Talk of the TownThe most powerful software of the future may be your very own voice.
. Illustration by Huan Tran.
Your wallet is empty and you’re hungry, so you do the logical thing: You ask your car, “Where’s the nearest
ATM, and, by the way, where’s the nearest sushi restaurant?” No, you’re not crazy. You’re just driving a
Honda Accord equipped with Touch by Voice, a voice-recognition system powered by
IBM. Seconds later, the car talks back through its speaker system, telling you where to load up on cash and also where to score a
California roll. It all happens so effortlessly that you forget you’re talking to a computer.

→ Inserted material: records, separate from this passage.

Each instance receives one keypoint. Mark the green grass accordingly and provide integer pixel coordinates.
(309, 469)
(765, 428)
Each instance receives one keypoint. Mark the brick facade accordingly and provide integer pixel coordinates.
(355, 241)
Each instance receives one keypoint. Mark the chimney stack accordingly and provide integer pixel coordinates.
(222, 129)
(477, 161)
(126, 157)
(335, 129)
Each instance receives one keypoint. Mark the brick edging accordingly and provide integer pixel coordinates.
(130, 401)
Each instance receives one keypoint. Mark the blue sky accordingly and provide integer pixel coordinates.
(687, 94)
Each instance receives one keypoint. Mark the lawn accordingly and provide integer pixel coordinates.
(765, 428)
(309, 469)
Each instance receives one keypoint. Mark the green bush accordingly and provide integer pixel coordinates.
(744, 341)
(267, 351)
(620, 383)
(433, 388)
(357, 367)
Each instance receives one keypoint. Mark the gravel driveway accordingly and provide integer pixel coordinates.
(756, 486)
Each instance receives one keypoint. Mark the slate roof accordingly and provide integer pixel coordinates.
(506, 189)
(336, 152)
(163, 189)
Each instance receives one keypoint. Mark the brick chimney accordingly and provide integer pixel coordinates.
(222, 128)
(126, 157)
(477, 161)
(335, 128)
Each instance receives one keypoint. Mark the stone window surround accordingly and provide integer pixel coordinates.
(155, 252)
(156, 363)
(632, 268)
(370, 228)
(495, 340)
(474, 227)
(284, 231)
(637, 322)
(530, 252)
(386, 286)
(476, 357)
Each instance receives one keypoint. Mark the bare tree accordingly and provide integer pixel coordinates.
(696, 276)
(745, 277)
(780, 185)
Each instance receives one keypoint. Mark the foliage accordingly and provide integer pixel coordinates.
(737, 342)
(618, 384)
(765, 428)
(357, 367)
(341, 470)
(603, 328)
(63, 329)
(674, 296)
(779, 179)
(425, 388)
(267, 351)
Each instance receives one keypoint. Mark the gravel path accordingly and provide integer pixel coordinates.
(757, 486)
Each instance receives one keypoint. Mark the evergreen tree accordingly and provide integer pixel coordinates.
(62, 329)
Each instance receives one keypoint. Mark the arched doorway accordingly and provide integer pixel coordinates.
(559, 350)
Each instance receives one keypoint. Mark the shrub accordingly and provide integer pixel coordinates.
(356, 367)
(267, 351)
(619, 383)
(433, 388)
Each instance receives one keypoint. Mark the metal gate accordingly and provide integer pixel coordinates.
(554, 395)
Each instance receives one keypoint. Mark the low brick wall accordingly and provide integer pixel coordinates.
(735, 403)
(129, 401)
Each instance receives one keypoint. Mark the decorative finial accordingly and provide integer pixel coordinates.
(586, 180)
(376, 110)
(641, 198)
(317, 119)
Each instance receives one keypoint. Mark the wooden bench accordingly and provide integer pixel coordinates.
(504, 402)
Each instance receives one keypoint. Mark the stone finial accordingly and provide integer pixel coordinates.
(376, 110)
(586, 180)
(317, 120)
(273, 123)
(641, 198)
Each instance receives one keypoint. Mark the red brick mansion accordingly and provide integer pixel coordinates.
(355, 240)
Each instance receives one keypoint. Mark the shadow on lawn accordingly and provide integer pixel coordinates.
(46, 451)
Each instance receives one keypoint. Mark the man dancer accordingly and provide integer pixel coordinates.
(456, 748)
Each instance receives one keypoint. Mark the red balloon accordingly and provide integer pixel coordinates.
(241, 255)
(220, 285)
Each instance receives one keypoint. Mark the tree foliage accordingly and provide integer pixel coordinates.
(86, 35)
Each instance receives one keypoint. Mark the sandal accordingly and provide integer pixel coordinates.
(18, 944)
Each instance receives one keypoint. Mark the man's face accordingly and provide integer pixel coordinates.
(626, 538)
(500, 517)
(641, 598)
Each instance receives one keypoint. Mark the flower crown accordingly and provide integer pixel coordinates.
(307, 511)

Slowly, discreetly but pervasively,
voice recognition — where computers hear us speak and know what we mean — has become a part of our everyday lives. “It’s amazing how often most of us now use voice recognition, frequently without realizing we are,” says Peter Mahoney, vice president of marketing for Nuance Communications, a Burlington, Massachusetts–based developer of tools for what the trade calls “voice rec.”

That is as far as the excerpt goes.